Elder statesmen and business leaders from Japan on Monday urged South Korean President Park Geun-hye to hold a summit with her Japanese counterpart, Shinzo Abe, to help improve the bilateral relationship beset by historical and territorial feuds.
During their meeting with Park at Cheong Wa Dae, the six-member Japanese delegation of the South Korea-Japan “Wise Man Group” stressed joint efforts to address historical animosities on the occasion of the 50th anniversary this year of the normalization of their diplomatic ties.
“Park did not directly mention the summit. But we felt she made comments to the effect that Seoul would try to hold a summit at an early date, as she understands the wishes of the Wise Man Group,” former chief cabinet secretary Takeo Kawamura, a member of the Japanese delegation, told the press conference after the meeting with Park.
President Park Geun-hye greets a group of Japanese opinion leaders and senior statesmen including former Prime Minister Yoshiro Mori (left) at Cheong Wa Dae on Monday. (Yonhap.)
Since Park was inaugurated in February 2013 she has refused to hold a bilateral summit with Abe, saying that the summit would not yield any fruitful result while the anti-Japanese sentiment continued to worsen.
Kawamura also expressed hopes that Abe would take advantage of his much-anticipated statement in August ― which would mark the 70th anniversary of the end of World War II ― to improve the strained ties with Seoul.
He added that during the talks with Park, she said she wanted to try to help the victims of Japan’s wartime sexual slavery “regain their honor.”
Tokyo has refused to accept the legal responsibility of the atrocities, arguing a lack of clear evidence that Japan as a state forcibly mobilized Korean women for sexual slavery at frontline brothels.
Former South Korean Foreign Minister Yu Myung-hwan, a member of the South Korean side of the group, said that during the talks with Park, the group urged the leaders of the two countries to make a “big decision” to move the bilateral relationship forward.

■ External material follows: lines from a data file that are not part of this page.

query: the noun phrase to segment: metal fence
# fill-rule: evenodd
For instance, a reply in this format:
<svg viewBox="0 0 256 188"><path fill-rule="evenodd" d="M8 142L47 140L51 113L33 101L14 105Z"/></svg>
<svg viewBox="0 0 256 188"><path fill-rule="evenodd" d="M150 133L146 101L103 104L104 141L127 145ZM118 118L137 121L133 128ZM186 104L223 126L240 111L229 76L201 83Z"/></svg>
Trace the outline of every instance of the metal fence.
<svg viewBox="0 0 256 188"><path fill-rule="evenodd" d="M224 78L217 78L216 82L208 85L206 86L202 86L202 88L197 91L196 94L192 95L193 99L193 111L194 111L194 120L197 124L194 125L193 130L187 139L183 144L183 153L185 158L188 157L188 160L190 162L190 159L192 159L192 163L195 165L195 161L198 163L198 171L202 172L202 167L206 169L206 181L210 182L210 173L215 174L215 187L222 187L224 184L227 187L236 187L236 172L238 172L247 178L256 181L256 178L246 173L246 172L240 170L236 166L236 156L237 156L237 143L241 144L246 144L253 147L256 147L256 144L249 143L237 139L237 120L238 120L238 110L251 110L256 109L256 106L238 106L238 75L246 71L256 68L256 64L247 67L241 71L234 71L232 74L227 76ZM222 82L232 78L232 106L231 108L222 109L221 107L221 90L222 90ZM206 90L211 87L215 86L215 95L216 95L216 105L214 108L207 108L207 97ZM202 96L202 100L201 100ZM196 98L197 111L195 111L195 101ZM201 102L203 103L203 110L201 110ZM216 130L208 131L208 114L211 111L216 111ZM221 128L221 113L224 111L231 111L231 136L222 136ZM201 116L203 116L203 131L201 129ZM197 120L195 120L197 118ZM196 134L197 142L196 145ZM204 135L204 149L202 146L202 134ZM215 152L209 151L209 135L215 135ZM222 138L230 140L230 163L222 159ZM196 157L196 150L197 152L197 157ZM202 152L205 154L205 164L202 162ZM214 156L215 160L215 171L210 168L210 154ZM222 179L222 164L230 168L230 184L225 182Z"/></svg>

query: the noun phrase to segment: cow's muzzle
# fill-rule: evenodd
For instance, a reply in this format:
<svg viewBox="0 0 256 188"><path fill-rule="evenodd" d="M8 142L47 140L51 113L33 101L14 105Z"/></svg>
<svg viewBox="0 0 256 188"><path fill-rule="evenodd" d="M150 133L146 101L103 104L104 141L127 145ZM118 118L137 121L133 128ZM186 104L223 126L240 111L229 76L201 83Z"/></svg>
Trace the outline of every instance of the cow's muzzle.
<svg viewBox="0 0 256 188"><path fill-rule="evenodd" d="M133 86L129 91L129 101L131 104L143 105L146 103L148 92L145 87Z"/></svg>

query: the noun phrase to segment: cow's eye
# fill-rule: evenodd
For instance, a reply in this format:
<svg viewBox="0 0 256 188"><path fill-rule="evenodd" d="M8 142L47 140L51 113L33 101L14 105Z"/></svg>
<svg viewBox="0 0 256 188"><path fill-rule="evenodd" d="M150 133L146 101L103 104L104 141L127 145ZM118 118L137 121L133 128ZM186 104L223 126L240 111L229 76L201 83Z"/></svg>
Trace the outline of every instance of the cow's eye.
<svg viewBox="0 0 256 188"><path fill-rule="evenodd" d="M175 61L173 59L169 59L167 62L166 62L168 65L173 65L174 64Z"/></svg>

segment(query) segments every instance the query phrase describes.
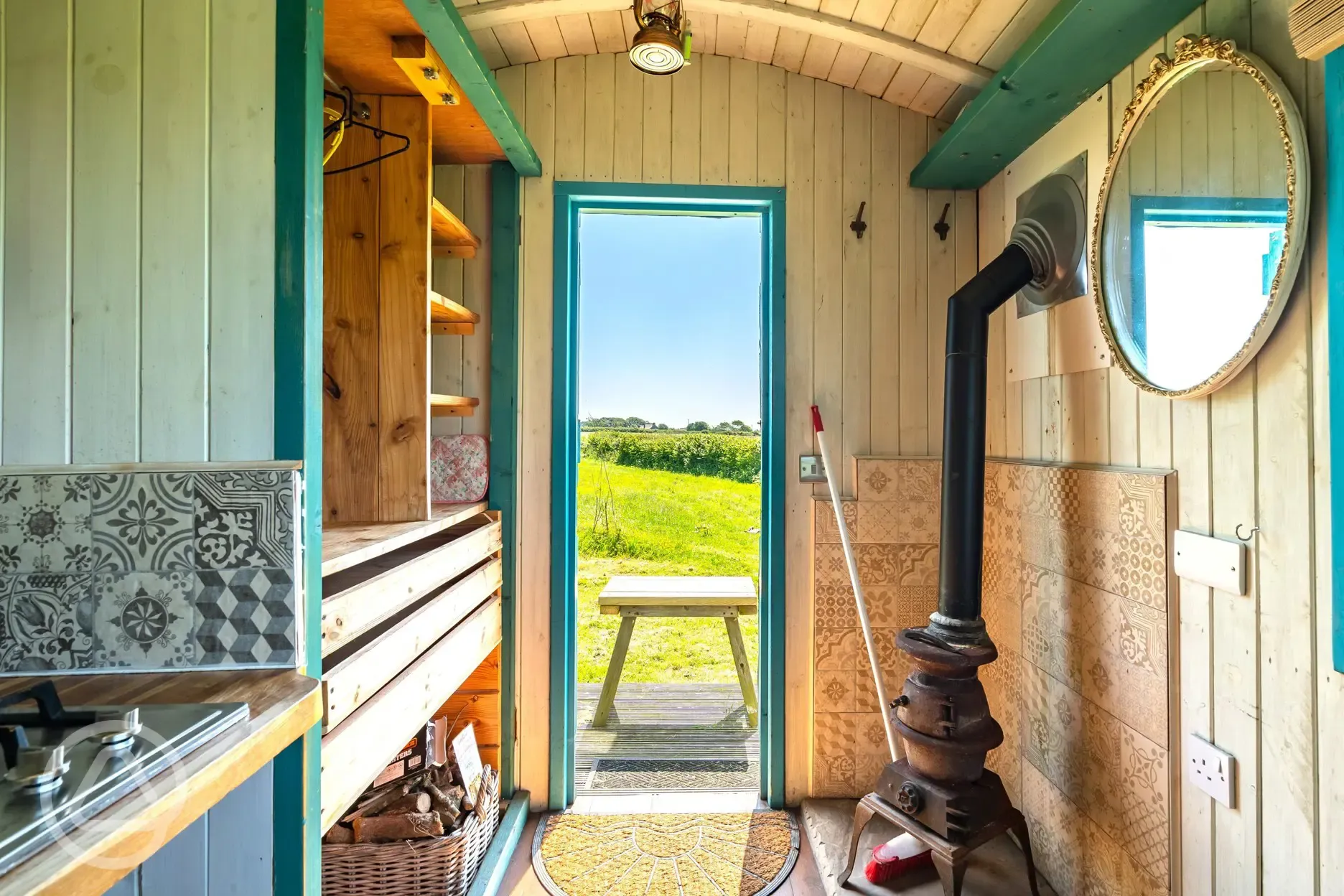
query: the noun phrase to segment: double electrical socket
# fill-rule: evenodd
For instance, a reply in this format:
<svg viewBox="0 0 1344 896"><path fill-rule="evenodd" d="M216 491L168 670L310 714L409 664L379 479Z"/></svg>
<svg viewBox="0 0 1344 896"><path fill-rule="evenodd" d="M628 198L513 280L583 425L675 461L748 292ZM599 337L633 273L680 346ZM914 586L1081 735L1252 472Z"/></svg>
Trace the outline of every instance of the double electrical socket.
<svg viewBox="0 0 1344 896"><path fill-rule="evenodd" d="M1199 735L1185 735L1185 768L1191 782L1228 809L1236 793L1236 759Z"/></svg>
<svg viewBox="0 0 1344 896"><path fill-rule="evenodd" d="M825 482L827 467L821 462L820 454L804 454L798 458L800 482Z"/></svg>

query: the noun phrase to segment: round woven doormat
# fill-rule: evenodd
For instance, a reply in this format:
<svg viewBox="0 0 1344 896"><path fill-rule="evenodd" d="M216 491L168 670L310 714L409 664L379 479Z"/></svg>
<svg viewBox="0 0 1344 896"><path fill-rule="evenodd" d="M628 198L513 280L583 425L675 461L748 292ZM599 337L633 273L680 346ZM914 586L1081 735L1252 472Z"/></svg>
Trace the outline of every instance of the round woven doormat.
<svg viewBox="0 0 1344 896"><path fill-rule="evenodd" d="M532 868L554 896L766 896L797 858L786 811L554 814L532 841Z"/></svg>

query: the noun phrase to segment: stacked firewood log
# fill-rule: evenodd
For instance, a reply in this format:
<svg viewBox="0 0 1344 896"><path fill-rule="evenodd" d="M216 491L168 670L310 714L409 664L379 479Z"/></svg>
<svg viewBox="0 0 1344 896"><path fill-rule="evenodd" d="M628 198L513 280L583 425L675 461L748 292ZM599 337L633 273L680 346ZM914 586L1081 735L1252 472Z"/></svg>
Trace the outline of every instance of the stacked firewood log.
<svg viewBox="0 0 1344 896"><path fill-rule="evenodd" d="M323 842L387 844L452 834L476 809L473 795L456 779L453 767L449 763L366 790L355 809L332 825ZM484 782L493 774L485 766L480 794L485 793Z"/></svg>

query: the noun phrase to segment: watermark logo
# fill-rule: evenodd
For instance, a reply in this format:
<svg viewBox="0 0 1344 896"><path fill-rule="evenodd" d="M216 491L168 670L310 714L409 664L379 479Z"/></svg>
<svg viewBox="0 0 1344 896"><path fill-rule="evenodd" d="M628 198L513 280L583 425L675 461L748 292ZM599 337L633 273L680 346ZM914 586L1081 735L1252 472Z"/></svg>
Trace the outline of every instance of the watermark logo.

During the group’s luncheon meeting with Korean Foreign Minister Yun Byung-se, the top diplomat expressed Seoul’s concerns over Japan’s bid to list 23 major wartime industrial facilities as World Heritage sites.
Seoul has demanded that seven of the 23 facilities, those where Koreans were forced to labor during the colonial era, should be removed from the bidding process, or that the historical facts about forced labor should be clearly explained when the seven facilities are presented.
Earlier in the day, former Japanese Prime Minister Yoshiro Mori of the Japanese delegation stressed the importance of bilateral cooperation to cope with the changing security landscape in the region ― beset by Pyongyang’s pursuit of nuclear arms and Beijing’s increasing assertiveness.
“It is very important for South Korea and Japan ― two countries that are small yet very powerful ― to cooperate and respond to the world’s trends amid a shift in international security conditions,” he said during the session in a Seoul hotel.
Saying that there have already been many exchanges among the new generations of the two countries, he pointed out that politicians’ “stubbornness” has hindered the joint efforts to improve bilateral relations.
Launched to explore ways to improve the bilateral ties, the Wise Man Group held its first session in March in Tokyo.